Vi ricordate la caricatura del preside che diventa sceriffo e, secondo la vulgata giornalistica dell’estate 2015, assume e licenzia i docenti a proprio piacimento? E’ passato meno di un anno da quella stagione, ma nessuno oserebbe più nemmeno lontanamente pensare che ci muoviamo in una direzione di rafforzamento della responsabilità gestionale diretta del dirigente scolastico.
Una silenziosa ma efficace politica sindacale del cacciavite, grazie alla connivenza di alcuni apparati ministeriali, ha smontato con destrezza i primi timidi strumenti che la legge 107 aveva concepito per concedere alle scuole la capacità di scegliere una piccola parte dei propri docenti e si è messa alacremente al lavoro per costruire nuove gabbie burocratiche che blocchino ogni possibilità di scelta; la parola d’ordine è “non si entri mai nel merito di valutare se il docente è adatto al posto che gli si propone oppure sarebbe meglio ne ricoprisse un altro”.
Va in questa direzione il recentissimo accordo Miur-sindacati che con enfasi lo stesso ministero ha reso noto la scorsa settimana attraverso uno scarno comunicato. Quel che si legge non è per nulla incoraggiante: al posto della reale “chiamata diretta” le scuole dovranno elaborare e mettere a bando un identikit del professore che cercano, basato su quattro caratteristiche (es. sa l’inglese a livello B2, ha frequentato almeno un corso sulla dislessia, ecc.). I requisiti professionali del docente ricercato non saranno liberamente espressi dalla scuola, ma pescati all’interno di un repertorio definito ai tavoli sindacali (si parla di una tabella di 20/30 requisiti che “saranno definiti in sequenza contrattuale”).

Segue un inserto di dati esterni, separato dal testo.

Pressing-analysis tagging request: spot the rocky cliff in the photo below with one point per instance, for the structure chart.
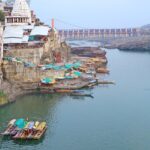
(16, 78)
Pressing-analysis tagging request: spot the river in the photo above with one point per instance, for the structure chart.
(117, 118)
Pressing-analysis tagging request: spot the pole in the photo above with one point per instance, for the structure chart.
(1, 43)
(53, 23)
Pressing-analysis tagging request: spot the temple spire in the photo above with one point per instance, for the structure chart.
(21, 8)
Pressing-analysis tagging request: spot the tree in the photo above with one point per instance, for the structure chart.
(2, 16)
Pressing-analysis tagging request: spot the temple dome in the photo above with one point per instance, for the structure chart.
(21, 8)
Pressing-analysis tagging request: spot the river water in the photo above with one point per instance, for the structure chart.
(117, 118)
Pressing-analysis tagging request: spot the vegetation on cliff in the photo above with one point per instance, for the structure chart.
(2, 16)
(3, 98)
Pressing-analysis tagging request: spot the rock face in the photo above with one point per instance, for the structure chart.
(18, 78)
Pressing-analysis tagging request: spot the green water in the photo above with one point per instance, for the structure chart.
(118, 118)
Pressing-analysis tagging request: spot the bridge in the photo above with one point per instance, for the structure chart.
(98, 33)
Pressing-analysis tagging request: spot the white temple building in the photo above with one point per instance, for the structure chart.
(20, 15)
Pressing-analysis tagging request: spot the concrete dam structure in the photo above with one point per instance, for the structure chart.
(68, 34)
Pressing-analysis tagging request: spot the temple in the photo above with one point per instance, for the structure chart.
(20, 15)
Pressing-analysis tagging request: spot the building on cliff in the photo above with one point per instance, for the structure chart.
(26, 39)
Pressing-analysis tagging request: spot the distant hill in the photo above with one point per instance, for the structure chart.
(146, 26)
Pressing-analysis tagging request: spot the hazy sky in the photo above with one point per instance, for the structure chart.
(94, 13)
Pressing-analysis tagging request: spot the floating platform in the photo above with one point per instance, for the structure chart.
(24, 130)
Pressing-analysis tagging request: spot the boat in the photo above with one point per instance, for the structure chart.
(63, 91)
(40, 131)
(103, 70)
(21, 129)
(11, 128)
(80, 93)
(106, 82)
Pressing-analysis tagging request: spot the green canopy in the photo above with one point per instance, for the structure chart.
(20, 123)
(77, 73)
(46, 80)
(77, 65)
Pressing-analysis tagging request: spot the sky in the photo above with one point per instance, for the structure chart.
(93, 13)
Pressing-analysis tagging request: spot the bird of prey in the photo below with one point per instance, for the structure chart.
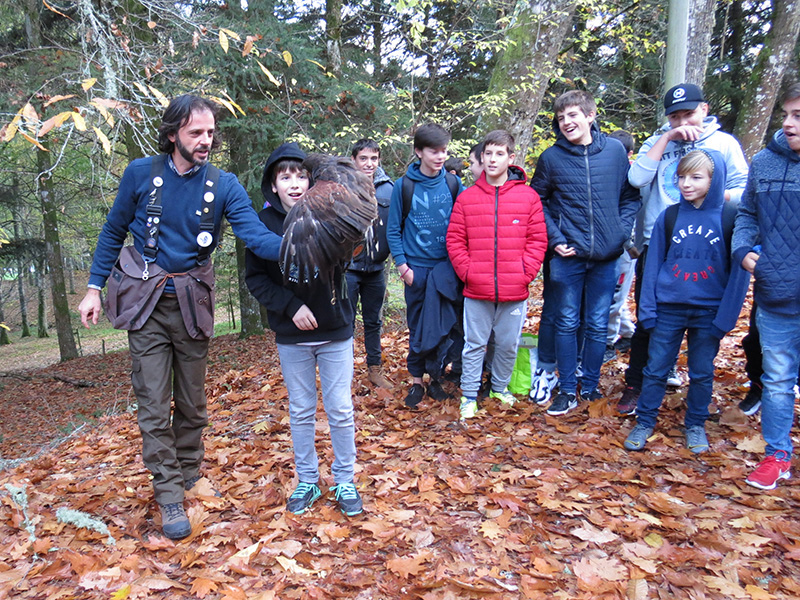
(330, 223)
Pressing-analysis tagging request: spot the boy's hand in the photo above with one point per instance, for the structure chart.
(686, 133)
(304, 319)
(749, 262)
(564, 250)
(90, 307)
(406, 274)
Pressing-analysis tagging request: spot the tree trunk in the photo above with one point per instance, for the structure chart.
(4, 339)
(333, 35)
(41, 326)
(23, 307)
(524, 70)
(377, 38)
(249, 307)
(765, 81)
(701, 27)
(239, 151)
(50, 210)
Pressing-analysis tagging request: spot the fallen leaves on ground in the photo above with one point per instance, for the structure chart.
(513, 504)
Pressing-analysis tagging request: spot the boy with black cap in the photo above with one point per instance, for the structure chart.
(688, 128)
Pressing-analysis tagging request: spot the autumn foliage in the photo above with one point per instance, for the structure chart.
(515, 504)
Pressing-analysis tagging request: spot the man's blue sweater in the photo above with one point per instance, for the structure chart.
(182, 203)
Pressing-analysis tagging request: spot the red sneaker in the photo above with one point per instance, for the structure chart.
(769, 471)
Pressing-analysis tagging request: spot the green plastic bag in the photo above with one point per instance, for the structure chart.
(525, 365)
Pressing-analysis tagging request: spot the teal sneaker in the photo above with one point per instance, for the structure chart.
(348, 498)
(304, 495)
(637, 438)
(505, 397)
(469, 408)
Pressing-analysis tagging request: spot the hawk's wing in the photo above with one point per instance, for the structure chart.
(329, 222)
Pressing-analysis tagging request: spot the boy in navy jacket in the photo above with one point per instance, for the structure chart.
(589, 208)
(689, 285)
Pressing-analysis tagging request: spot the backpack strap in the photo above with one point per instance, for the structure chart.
(205, 237)
(407, 189)
(452, 183)
(153, 213)
(670, 216)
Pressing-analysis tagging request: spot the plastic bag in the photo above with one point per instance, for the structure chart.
(525, 364)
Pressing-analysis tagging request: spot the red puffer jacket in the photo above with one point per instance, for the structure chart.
(497, 238)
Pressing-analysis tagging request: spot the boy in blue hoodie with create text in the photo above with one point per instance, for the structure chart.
(689, 285)
(689, 127)
(417, 240)
(313, 329)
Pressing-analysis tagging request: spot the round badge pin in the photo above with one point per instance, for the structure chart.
(204, 239)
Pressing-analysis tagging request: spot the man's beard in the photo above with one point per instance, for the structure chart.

Gli aspiranti al posto appartenenti all’ambito territoriale della scuola e in possesso delle caratteristiche descritte a bando, saranno automaticamente allocati nella scuola che è alla ricerca di quelle caratteristiche. In caso di parità tra più docenti per caratteristiche possedute (es. due o più sanno l’inglese e si sono formati sui Bes) la scelta sarà fatta in base al vecchio meccanismo della graduatoria per anzianità, titoli ed esigenze di famiglia. Così, se qualcuno pensava che si volesse superare il concetto impersonale di graduatoria, sappia che esso continua ad essere imperativo tanto da finire per essere raddoppiato. Con un gioco di prestigio la vecchia graduatoria di anzianità si sottomette a una sovraordinata graduatoria dei requisiti, ma, a parità di questi ultimi (e la parità sarà la regola aurea per un paniere di competenze generiche e nazionali) continuano a valere le classifiche di anzianità. Si legge nel comunicato Miur che “I dirigenti scolastici pubblicheranno un avviso sul sito della scuola elencando i requisiti che dovranno avere i docenti che cercano per coprire i posti disponibili. (…) L’avviso indicherà 4 requisiti per ciascun posto. Il dirigente farà la proposta di assunzione al docente che ne soddisferà il numero maggiore. In caso di parità di requisiti fra due docenti varrà il punteggio della mobilità per gli assunti prima del 2016 e quello della graduatoria (ad esaurimento o di concorso) per gli assunti quest’anno”.
Se la mia scuola imposta un piano per ridurre la dispersione, mi piacerebbe guardare negli occhi chi mi si propone per realizzare quel piano. Vorrei poter discutere con lui (o lei) i termini possibili del suo contributo, la congruenza delle sue competenze con ciò che la scuola sta realizzando. Vorrei magari scoprire, con reciproca soddisfazione, che quel docente è un ottimo docente, ma più motivato e adatto per fare altre bellissime cose in altro contesto scolastico. Non mi pare che questa sia nietzschiana volontà di potenza, ma uso accorto del buon senso applicato al delicato contesto di un lavoro educativo.
Ma del buon senso temo oggi si abbia paura; ancor più si ha paura della libertà e quindi dell’atto dello scegliere e perciò dell’autonomia scolastica. Per questo si preferisce mantenere la sterilizzazione delle relazioni attraverso un sistema di classifiche a punti. Con buona pace dei mancati sceriffi (e ciò non dispiace!) che in realtà sognavano di essere capitani coraggiosi e per questo mal si adattano a finire notai.